Re: [ClusterLabs] Pacemaker with Zookeeper??

2016-06-14 Thread Andrew Beekhof
tl;dr - dont port pacemaker, use pacemaker-remote instead

On Wed, May 18, 2016 at 5:20 PM, Jan Friesse  wrote:
> Ken Gaillot napsal(a):
>
>> On 05/17/2016 09:54 AM, Digimer wrote:
>>>
>>> On 16/05/16 04:35 AM, Bogdan Dobrelya wrote:

 On 05/16/2016 09:23 AM, Jan Friesse wrote:
>>
>> Hi,
>>
>> I have an idea: use Pacemaker with Zookeeper (instead of Corosync). Is
>> it possible?
>> Is there any examination about that?


 Indeed, would be *great* to have a Pacemaker based control plane on top
 of other "pluggable" distributed KVS & messaging systems, for example
 etcd as well :)
 I'm looking forward to joining any dev efforts around that, although I'm
 not a Java or Go developer.
>>>
>>>
>>> Part of open source is the freedom to do whatever you want, of course.
>>>
>>> Let me ask though; What problems would zookeeper, etcd or other systems
>>> solve that can't be solved in corosync?
>>>
>>> I ask because the HA community just finished a multi-year effort to
>>> merge different projects into one common HA stack. This has a lot of
>>> benefits to the user base, not least of which is lack of confusion.
>>>
>>> Strikes me that the significant time investment in supporting a new
>>> comms layer would be much more beneficially spent on improving the
>>> existing stack.
>>>
>>> Again, anyone is free to do whatever they want... I just don't see the
>>> motivator personally.
>>>
>>> digimer
>>
>>
>> I see one big difference that is both a strength and a weakness: these
>> other packages have a much wider user base beyond the HA cluster use
>> case. The strength is that there will be many more developers working to
>> fix bugs, add features, etc. The weakness is that most of those
>
>
> This is exactly what I was thinking about during 2.x developement. If
> replacement of Corosync wouldn't make more sense than continue developing of
> Corosync. I was able to accept implementing some features. Sadly, there was
> exactly ONE project which would be able to replace corosync (Spread toolkit)
> which is even less widespread than Corosync.
>
> From my point of view, replacement of corosync must be (at least) able to:
> - Work without quorum

Agreed. It's a non-starter if messaging stops when quorum is lost.

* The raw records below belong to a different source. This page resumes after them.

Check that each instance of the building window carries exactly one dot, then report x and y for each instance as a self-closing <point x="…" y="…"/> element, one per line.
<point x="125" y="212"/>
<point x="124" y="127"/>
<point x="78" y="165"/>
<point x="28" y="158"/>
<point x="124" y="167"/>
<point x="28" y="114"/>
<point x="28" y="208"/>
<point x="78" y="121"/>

> - Support 2 node clusters
> - Allow multiple links (something like RRP)

Doesn't bonding (and the imminent arrival of knet) make this somewhat optional?

> - Don't include SPOF (so nothing like configuration stored on one node only
> and/or different machine on network)

There can be subtle variations on this.  The pattern in OpenStack is
to have a "management node".
Which sounds like a SPOF but they also require that the service be
able to function without it.  So its a grey area.

> - Provide EVS/VS

Pacemaker could live without this.  Heartbeat didn't provide it either.

> - Provide something like qdevice

Or the ability to create it.  In fairness, Pacemaker has gotten by for
a long long time without it :-)


It would be nice to be considered for the kinds of scaled deployments
that kubernetes and etcd are built for because that's where all the
excitement and mindshare is.  Zookeeper was one of the options I
thought of too, however realistically Pacemaker is not what those
folks are looking for.  At those scales our stack's smarts take a back
seat to the idea that there are so many copies that dozens can die and
the only recovery you need is to maybe start some more copies (because
with so many, there is always a master around somewhere).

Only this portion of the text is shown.